Завернув за угол 16-й улицы и шагая по направлению к парку Лафайет и Белому дому, Маквейг чувствовал, что находится в прекрасных отношениях со своей собственной персоной и в неплохих — со всем прочим миром. Выбранная им профессия политика вознесла его наверх быстро и без всяких с его стороны усилий, как воздушного змея, подхваченного порывом ветра. В возрасте тридцати восьми лет он уже был сенатором первого срока, на обеде его усадили за головным столом, и вот теперь пригласили в Белый дом, где он будет распивать коктейли в частной беседе с президентом США. По вашингтонским стандартам, это было неплохо, совсем неплохо, и если достигнутое положение и не удивляло его, то, надо сказать, оно всё-таки приятно щекотало самолюбие сенатора.

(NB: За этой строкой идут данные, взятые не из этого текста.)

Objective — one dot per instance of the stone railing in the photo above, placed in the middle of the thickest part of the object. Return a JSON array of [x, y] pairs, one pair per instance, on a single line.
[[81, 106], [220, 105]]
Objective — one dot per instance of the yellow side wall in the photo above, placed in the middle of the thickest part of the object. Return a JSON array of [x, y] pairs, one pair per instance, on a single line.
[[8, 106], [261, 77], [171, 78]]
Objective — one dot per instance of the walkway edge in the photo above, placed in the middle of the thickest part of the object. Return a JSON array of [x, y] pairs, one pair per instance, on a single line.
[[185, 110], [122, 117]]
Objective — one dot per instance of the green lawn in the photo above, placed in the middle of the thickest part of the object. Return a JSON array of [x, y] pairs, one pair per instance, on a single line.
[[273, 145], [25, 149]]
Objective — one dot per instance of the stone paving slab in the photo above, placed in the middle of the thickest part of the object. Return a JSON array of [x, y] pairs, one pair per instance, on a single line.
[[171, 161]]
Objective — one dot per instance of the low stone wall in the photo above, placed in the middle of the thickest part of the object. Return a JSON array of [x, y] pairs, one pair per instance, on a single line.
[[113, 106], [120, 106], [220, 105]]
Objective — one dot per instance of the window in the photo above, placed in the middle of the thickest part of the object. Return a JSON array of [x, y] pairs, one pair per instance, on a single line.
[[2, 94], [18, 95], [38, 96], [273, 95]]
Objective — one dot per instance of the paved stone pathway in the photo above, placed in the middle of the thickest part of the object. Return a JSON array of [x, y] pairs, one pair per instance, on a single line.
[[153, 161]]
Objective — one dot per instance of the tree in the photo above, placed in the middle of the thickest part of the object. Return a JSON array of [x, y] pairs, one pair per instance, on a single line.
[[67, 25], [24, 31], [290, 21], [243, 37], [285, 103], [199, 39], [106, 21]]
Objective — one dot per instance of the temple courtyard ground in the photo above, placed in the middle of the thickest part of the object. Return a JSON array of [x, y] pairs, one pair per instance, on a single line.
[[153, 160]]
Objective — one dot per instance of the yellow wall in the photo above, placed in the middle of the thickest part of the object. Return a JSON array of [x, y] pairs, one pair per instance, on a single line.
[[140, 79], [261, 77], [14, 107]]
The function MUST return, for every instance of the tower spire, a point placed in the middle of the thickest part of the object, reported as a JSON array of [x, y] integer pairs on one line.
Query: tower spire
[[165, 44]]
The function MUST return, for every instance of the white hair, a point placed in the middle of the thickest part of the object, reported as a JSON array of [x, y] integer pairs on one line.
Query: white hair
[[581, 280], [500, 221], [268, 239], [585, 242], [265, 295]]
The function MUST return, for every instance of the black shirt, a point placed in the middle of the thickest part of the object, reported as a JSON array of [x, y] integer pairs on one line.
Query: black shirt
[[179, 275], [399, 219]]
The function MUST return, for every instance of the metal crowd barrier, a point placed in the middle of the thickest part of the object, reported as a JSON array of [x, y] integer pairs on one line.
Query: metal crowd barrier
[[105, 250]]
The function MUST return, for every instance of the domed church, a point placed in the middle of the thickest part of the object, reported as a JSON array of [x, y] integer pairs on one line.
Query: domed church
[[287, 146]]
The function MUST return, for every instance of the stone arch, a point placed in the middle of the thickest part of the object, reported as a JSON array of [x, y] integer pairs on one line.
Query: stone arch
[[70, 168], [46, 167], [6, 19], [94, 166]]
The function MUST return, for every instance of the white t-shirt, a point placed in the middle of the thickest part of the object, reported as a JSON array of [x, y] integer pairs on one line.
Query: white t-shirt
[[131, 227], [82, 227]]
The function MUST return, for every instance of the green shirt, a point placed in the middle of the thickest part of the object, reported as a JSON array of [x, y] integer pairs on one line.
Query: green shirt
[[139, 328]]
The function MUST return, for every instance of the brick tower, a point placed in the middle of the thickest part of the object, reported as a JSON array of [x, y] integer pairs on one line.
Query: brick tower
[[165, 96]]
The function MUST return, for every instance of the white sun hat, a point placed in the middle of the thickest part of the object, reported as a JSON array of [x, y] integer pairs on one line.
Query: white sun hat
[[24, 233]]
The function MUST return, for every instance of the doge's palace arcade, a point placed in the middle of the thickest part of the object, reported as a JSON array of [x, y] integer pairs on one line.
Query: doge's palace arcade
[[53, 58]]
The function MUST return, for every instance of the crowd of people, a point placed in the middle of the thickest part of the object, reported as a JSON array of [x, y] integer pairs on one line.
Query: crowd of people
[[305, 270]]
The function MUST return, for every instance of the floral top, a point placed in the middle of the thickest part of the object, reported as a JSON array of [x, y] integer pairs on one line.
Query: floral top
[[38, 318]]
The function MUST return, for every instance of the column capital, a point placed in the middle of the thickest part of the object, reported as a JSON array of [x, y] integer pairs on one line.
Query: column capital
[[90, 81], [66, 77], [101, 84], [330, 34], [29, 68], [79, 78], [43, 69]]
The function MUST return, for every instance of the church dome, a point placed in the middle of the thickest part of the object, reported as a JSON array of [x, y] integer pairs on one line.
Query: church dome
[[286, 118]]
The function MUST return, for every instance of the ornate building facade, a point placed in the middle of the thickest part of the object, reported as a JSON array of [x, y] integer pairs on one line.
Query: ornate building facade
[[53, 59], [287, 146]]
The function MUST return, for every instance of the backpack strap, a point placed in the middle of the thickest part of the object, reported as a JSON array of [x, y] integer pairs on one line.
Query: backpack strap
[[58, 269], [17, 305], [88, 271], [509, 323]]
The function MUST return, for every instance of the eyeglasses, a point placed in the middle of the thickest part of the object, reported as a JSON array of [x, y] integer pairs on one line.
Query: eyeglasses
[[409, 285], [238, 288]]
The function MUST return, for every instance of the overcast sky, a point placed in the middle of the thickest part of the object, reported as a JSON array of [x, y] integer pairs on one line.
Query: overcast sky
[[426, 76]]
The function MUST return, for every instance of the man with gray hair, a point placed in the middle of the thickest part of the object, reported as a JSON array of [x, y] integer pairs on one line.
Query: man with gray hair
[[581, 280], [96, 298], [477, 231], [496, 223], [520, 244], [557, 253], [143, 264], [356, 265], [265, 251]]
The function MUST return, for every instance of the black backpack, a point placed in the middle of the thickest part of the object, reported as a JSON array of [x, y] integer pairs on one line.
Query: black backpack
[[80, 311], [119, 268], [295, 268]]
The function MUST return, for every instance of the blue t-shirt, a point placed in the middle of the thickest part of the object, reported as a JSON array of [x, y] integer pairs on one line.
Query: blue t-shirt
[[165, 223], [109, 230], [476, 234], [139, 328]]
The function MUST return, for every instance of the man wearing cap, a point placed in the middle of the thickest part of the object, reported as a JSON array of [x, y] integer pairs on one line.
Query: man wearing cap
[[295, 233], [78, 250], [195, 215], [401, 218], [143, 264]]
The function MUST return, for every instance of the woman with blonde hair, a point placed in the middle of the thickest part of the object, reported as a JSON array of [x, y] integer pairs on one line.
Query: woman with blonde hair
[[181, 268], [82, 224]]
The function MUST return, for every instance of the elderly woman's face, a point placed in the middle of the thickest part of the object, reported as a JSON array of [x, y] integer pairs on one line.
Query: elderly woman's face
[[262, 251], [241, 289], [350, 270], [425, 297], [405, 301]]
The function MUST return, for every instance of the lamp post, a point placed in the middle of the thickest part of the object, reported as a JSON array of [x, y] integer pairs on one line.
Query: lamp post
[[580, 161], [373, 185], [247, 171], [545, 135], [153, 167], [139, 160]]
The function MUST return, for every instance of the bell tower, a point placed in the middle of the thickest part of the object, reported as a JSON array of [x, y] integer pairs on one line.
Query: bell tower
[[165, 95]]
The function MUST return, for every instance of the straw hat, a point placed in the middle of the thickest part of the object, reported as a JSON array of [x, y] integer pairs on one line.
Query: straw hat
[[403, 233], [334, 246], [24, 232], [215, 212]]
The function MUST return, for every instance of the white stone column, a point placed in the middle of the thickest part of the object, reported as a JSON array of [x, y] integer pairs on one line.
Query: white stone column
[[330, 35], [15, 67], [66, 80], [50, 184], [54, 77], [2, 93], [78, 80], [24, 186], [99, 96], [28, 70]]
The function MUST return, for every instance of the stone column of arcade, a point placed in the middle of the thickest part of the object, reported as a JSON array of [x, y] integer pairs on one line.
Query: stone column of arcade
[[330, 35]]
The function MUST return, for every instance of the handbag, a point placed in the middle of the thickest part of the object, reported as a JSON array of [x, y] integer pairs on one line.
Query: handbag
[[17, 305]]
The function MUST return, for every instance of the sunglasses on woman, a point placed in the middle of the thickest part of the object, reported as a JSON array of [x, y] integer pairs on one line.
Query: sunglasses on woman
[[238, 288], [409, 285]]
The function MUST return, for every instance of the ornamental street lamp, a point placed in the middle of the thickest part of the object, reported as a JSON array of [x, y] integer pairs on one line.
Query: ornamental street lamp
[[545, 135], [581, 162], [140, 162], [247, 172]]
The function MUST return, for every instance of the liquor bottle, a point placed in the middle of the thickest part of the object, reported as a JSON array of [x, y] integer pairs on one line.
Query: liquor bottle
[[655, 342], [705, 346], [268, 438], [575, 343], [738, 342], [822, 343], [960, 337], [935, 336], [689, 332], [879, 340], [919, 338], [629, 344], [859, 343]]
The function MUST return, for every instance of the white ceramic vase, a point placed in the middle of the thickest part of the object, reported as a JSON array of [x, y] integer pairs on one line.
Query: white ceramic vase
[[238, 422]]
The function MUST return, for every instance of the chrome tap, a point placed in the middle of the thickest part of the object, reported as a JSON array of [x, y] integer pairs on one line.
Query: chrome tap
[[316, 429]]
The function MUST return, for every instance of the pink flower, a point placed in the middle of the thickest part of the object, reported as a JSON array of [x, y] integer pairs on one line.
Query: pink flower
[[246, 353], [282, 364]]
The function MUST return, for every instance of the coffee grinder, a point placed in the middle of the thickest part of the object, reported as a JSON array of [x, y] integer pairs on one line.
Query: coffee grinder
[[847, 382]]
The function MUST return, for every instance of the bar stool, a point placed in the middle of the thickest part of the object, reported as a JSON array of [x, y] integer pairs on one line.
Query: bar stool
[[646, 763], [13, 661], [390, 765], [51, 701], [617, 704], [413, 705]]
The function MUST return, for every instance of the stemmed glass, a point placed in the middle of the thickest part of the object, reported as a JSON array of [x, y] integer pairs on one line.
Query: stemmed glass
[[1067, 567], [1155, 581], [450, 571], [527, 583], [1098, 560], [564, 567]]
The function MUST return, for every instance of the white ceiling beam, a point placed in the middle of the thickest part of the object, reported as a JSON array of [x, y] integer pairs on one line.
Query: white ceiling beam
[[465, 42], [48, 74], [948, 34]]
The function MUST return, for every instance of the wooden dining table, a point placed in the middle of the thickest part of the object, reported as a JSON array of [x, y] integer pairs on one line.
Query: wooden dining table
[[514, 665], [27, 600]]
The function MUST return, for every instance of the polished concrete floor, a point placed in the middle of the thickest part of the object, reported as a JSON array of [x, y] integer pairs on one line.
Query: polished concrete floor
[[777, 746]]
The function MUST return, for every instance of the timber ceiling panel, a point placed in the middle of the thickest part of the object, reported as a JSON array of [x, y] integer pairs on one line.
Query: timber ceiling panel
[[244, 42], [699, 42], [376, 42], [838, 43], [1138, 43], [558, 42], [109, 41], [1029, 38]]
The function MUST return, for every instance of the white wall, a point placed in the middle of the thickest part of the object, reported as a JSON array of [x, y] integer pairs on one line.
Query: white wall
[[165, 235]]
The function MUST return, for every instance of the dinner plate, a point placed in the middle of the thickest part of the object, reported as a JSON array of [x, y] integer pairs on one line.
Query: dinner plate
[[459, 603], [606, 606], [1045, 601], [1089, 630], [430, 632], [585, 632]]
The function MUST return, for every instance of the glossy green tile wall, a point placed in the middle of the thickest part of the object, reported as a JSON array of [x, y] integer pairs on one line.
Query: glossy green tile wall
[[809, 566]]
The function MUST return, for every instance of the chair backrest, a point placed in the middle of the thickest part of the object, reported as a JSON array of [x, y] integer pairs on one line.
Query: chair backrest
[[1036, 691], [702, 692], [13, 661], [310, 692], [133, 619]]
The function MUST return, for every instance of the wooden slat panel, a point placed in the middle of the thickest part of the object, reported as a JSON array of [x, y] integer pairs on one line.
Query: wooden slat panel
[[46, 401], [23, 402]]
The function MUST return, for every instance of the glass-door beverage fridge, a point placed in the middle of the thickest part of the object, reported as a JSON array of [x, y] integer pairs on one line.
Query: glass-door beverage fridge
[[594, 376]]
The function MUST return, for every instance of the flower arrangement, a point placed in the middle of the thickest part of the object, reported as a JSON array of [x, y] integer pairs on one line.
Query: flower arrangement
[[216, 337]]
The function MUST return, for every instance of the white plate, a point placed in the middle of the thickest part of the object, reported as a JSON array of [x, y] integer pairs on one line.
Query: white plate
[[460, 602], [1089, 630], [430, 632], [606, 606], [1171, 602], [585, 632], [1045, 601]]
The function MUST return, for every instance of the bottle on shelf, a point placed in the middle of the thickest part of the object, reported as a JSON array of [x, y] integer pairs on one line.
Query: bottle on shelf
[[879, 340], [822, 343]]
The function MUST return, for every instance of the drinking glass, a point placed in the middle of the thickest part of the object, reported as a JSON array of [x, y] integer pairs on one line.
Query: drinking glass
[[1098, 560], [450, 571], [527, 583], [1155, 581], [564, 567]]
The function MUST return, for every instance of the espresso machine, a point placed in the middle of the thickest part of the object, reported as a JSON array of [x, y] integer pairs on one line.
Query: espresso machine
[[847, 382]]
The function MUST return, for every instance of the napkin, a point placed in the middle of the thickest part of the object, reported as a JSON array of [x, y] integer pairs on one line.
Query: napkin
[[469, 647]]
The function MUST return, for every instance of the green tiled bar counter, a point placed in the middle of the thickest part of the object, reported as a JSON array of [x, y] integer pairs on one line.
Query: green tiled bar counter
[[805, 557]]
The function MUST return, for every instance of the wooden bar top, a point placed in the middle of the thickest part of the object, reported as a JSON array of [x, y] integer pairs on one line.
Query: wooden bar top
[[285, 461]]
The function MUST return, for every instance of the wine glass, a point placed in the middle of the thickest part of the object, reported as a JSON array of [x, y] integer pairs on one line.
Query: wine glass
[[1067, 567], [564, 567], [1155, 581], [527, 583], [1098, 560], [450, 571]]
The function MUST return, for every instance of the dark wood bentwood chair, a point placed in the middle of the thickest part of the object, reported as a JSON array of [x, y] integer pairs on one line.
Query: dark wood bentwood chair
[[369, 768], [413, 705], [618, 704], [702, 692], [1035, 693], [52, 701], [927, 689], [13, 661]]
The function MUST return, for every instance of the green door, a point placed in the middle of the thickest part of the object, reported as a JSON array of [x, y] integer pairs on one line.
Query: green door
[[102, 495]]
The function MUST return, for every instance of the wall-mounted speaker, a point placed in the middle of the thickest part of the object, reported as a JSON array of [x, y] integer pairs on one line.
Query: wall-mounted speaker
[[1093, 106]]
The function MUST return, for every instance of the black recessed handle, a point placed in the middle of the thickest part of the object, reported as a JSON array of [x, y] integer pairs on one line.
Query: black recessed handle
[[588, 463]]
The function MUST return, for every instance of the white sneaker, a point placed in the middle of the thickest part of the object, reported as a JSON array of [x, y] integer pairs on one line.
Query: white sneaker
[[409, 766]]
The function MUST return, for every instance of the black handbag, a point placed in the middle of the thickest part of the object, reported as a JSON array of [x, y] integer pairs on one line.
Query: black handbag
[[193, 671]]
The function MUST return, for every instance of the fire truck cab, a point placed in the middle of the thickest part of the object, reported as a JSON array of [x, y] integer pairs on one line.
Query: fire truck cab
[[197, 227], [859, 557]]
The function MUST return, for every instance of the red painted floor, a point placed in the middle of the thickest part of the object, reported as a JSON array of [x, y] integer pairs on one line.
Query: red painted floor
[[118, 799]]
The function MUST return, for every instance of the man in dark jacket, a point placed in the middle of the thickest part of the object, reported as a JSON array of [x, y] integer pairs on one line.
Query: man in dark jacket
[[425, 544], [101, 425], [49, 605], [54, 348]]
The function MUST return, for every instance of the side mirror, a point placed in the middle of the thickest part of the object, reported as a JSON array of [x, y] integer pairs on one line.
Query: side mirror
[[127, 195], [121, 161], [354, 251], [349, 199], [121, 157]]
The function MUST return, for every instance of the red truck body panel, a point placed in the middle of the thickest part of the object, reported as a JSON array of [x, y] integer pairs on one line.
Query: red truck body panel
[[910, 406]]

Маквейг свернул в парк Лафайет, где до сих пор ещё лежали не растаявшие после недавнего бурана глыбы снега. На одной из клумб парка он заметил крошечную дощечку с надписью: «Осторожно! Здесь спят тюльпаны!». Фраза поправилась Маквейгу, он решил попользовать её при удобном случае в какой-нибудь из своих речей в сенате. В серой и безрадостной бюрократической рутине такие всплески воображения заслуживали несомненного признания. Он поднял голову и увидел перед собой статую Эндрю Джексона. К крупу лошади, на которой восседал прославленный президент, прилип уродливый ком грязного снега. Металл статуи так потускнел, что и Джексон и его конь приобрели нездоровый цвет, как будто оба они страдали хроническим разлитием желчи. Старый Энди, как он был не похож на сложного, благовоспитанного человека, живущего в том же Белом доме напротив! Почему именно Маквейга пригласили сюда в субботний вечер? Правда, он был довольно хорошо знаком с президентом и как-то раз во время выборов дал ему ценный совет побольше играть на руку штатам Среднего Востока, но особо доверенным лицом президента он никогда не был. Да и вообще-то, был разве у президента такой доверенный человек? Впрочем, на такие сложные размышления Джим Маквейг чувствовал себя в настоящий момент неспособным. Он беззаботно пересёк Пенсильвания-авеню и кивнул полисмену, охранявшему высокие железные ворота западного входа в Белый дом.
— Джемс Маквейг, — назвал он себя.
— Знаю, сенатор, — ответил полисмен, подходя ближе и внимательно вглядываясь в его лицо. — О вашем приходе нас уже предупредили.
Маквейг прошёл в ворота и направился по извилистой подъездной дорожке мимо японских тисов, разодетых в снежные, точно горностаевые одежды. Во всём западном крыле здания огни были погашены, и только в центральной его части круг яркого света захватывал величественные вязы.
Войдя внутрь дома и очутившись в похожем на музей фойе, Маквейг начал было разматывать кашне, как вдруг увидел молодого человека с бронзовым от загара лицом. Человек улыбался, зубы его блестели как известняк, освещённый молнией во время бури. Маквейг узнал одного из агентов службы охраны, специально приставленных к президенту.
— Лютер Смит, — представился он. — Не спешите раздеваться, сенатор. Хозяин уехал в Кэмп Дэвид, и я получил распоряжение доставить вас туда же.
— В Кэмп Дэвид? — удивился Маквейг и невольно бросил взгляд на часы. Было уже без десяти двенадцать. Кэмп Дэвид, горное убежище президентов США, построенное ещё Франклином Делано Рузвельтом и первоначально носившее название Шангри-ла, находилось в штате Мэриленд, в отрогах Катоктинских гор, на расстоянии восьмидесяти километров от Вашингтона. — Боже милостивый, а он не сказал вам, почему? — спросил он вслух.
— Нет, спрашивать тут не принято, — улыбнулся Смит. — Президент недавно туда отбыл, а мне приказано завезти вас домой переодеться и доставить в Кэмп Дэвид.
— Приказано?
— Так точно, сэр, приказано, — ухмыльнулся Смит, снова обнажив ослепительно белые зубы. Маквейгу он, в общем, понравился.
— Что ж делать. Поехали, — сказал он.
На извилистой дорожке, у южного крыла Белого дома, их уже поджидал урчащий лимузин. Маквейг сел рядом со Смитом на переднее сиденье, и они помчались по Мемориалбридж, выехали на Джордж Вашингтон-паркуэй и устремились к дому Маквейга.